Against that backdrop, drug and device makers and industry groups from 16 countries have signed the "Declaration on Combating Antimicrobial Resistance." It's the first statement on how government and industry should work together to prevent more antimicrobial drugs from becoming ineffective, encourage development of new drugs and provide access to them for all those needing the medicines, regardless of their income or location.
"Antimicrobials are the backbone of modern medicine, and have played a key role in increasing life expectancy globally," Dr. Paul Stoffels, Johnson & Johnson's chief scientific officer, said in a statement. "For the world to continue to have new antibiotics, we need investments in basic science and novel incentive models for industry R&D, and to protect our existing treatments, we need new frameworks for appropriate use."

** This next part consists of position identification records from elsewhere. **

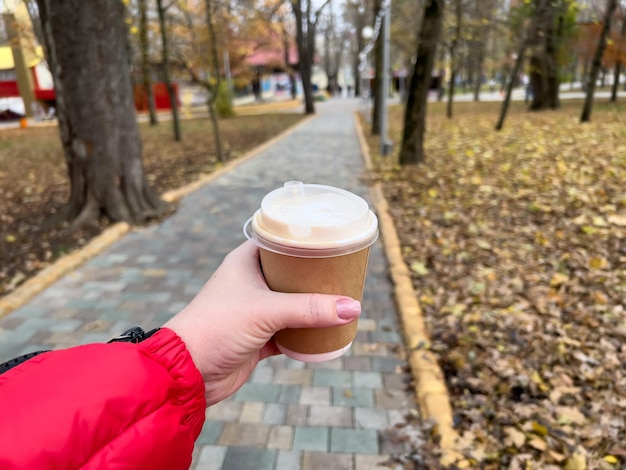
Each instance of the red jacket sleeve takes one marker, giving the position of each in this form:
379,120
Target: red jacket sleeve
105,406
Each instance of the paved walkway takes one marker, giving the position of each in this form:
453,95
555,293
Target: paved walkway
290,415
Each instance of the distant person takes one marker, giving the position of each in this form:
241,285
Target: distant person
139,402
528,92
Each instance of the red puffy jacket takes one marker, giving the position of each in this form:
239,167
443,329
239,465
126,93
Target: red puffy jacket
105,406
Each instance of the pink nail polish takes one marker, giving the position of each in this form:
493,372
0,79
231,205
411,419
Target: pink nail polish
348,309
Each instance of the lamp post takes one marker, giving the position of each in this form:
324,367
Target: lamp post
367,33
385,145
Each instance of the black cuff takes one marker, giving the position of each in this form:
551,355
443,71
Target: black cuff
134,335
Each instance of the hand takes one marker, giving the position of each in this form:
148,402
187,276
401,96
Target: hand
228,327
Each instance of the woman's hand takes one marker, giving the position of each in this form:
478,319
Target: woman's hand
228,327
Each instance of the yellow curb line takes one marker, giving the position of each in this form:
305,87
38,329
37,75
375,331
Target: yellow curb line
71,261
252,109
430,387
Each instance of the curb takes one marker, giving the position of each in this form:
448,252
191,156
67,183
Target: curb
430,388
71,261
256,108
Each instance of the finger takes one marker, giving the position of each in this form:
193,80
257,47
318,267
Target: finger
310,310
243,264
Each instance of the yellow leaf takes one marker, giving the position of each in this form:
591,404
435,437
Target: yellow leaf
540,429
558,279
619,220
538,443
599,221
576,462
419,268
514,437
597,263
484,244
570,414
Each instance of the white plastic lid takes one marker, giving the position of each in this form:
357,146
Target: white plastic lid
312,220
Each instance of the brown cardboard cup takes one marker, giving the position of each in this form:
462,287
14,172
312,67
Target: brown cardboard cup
341,275
314,239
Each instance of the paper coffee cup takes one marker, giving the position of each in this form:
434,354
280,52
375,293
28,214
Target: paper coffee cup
314,238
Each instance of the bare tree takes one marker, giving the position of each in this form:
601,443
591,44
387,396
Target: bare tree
412,148
165,63
618,61
97,119
307,19
452,51
145,60
597,62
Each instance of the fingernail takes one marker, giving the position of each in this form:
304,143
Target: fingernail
347,309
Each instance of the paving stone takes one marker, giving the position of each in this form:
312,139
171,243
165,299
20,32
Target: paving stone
370,349
267,393
359,441
370,418
353,397
367,379
289,460
392,399
226,410
280,437
366,324
274,413
252,412
211,458
373,462
293,376
315,395
289,394
334,364
386,364
322,415
311,438
396,381
319,460
244,434
397,416
297,415
210,432
245,457
293,364
361,363
385,337
332,378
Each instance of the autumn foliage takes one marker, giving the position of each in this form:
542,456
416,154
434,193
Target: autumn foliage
517,245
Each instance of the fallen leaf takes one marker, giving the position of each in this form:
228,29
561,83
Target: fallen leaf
514,437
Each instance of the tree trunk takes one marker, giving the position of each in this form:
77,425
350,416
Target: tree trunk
96,114
288,67
618,63
478,79
412,148
378,75
165,59
510,84
214,88
454,62
597,62
544,76
145,61
303,58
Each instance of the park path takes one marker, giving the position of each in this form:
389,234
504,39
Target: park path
290,415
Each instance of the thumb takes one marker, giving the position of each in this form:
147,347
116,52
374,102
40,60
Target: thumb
312,310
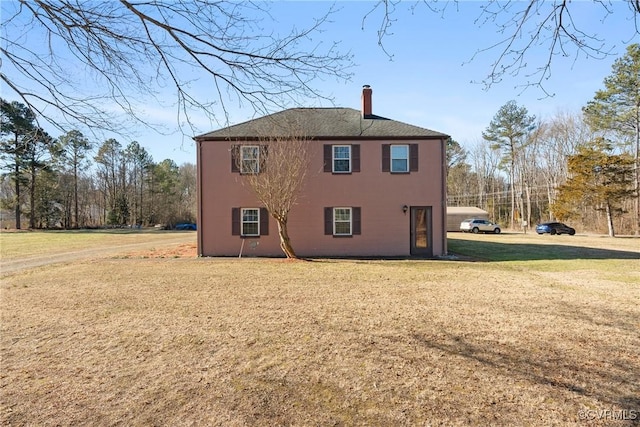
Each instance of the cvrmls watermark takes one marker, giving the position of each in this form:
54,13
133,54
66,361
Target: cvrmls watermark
609,414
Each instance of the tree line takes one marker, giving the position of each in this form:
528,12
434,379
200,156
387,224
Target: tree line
72,182
576,167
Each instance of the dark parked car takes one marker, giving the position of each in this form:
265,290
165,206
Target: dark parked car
185,226
555,228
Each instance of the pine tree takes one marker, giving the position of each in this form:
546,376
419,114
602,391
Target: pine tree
615,111
598,179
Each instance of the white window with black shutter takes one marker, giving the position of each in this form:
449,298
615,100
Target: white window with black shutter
249,222
248,159
342,221
399,158
342,159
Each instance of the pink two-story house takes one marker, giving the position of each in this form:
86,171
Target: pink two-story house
375,187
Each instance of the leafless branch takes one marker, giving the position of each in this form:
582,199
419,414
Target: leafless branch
526,26
88,61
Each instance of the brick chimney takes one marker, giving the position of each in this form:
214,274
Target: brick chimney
366,101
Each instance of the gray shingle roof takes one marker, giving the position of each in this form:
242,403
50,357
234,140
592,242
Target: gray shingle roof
322,123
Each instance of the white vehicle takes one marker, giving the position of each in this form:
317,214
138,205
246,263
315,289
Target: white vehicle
479,226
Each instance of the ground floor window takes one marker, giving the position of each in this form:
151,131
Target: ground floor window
250,222
342,221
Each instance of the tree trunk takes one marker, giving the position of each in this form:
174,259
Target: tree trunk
17,182
609,219
285,242
32,197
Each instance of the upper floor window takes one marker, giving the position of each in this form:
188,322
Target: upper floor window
249,159
342,158
399,158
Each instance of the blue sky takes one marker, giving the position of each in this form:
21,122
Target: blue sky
434,78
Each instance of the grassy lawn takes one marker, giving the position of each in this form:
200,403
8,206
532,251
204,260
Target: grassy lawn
27,243
530,330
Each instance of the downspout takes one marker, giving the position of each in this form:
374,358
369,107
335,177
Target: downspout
443,162
199,219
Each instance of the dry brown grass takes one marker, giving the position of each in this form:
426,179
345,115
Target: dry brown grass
147,339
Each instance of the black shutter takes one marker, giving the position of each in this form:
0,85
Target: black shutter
235,221
328,221
263,156
235,158
357,227
386,157
355,158
327,158
264,222
413,157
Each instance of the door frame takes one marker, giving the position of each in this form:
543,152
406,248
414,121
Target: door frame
428,212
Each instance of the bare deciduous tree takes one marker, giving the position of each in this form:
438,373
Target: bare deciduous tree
283,165
129,50
554,27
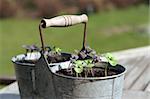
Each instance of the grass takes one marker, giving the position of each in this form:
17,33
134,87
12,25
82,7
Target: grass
16,32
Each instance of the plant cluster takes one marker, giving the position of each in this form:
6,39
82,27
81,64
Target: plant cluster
85,62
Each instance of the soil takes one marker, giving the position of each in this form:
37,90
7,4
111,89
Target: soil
97,71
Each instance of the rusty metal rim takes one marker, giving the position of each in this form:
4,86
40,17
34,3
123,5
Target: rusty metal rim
92,78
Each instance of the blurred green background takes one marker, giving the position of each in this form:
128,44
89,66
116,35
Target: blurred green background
112,26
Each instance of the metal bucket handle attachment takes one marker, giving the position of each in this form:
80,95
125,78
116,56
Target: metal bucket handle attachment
63,21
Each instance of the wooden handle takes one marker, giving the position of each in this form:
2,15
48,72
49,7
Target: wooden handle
64,21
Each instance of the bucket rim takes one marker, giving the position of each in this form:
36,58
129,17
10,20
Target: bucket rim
93,78
33,64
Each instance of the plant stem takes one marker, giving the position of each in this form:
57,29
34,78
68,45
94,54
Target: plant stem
77,75
92,72
106,70
84,37
41,37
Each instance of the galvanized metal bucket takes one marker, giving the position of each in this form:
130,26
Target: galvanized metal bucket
25,74
34,82
110,87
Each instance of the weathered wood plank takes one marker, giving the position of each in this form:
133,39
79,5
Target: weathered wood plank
135,95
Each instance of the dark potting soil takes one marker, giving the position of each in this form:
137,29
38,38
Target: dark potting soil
96,72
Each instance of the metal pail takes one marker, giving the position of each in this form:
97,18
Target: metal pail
31,83
110,87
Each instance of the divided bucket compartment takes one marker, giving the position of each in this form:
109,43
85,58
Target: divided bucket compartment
35,80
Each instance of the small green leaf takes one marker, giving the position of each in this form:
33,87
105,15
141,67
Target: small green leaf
89,63
111,59
56,49
78,69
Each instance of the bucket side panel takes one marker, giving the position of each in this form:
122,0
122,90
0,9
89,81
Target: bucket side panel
43,81
88,89
24,78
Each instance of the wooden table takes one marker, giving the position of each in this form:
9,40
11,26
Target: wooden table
137,78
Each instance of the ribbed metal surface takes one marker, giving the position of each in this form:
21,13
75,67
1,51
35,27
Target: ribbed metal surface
96,88
25,77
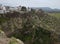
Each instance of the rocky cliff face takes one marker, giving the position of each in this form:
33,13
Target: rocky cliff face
32,27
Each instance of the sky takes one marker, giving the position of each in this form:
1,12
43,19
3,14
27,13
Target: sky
32,3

Other companies participating in the effort include companies making antimicrobial drugs and vaccines, such as GlaxoSmithKline PLC, Novartis AG and Pfizer Inc. They're joined by companies such as the Roche Group and Alere Inc. that make tests used to diagnose the specific type of infection a patient has. Those are crucial to ensure the patient gets the best treatment, rather than an antibiotic for an infection caused by a virus or other organism.
The declaration calls for steps including:
—governments committing funding to implement the World Health Organization's Global Action Plan to create programs ensuring that health systems use antibiotics appropriately, along with increasing use of fast diagnostic tests and boosting reimbursements for them to ensure patients get the correct treatment.
—better education of doctors and nurses on appropriate antibiotic use.
—improved infection control through better hygiene, vaccination and preventive treatments.
—reduced used of antibiotics in livestock.
—higher reimbursements for antibiotics and diagnostic tests in developed markets.
—more collaboration between researchers at drugmakers and those at universities and government.
—more access to antibiotics in countries around the world.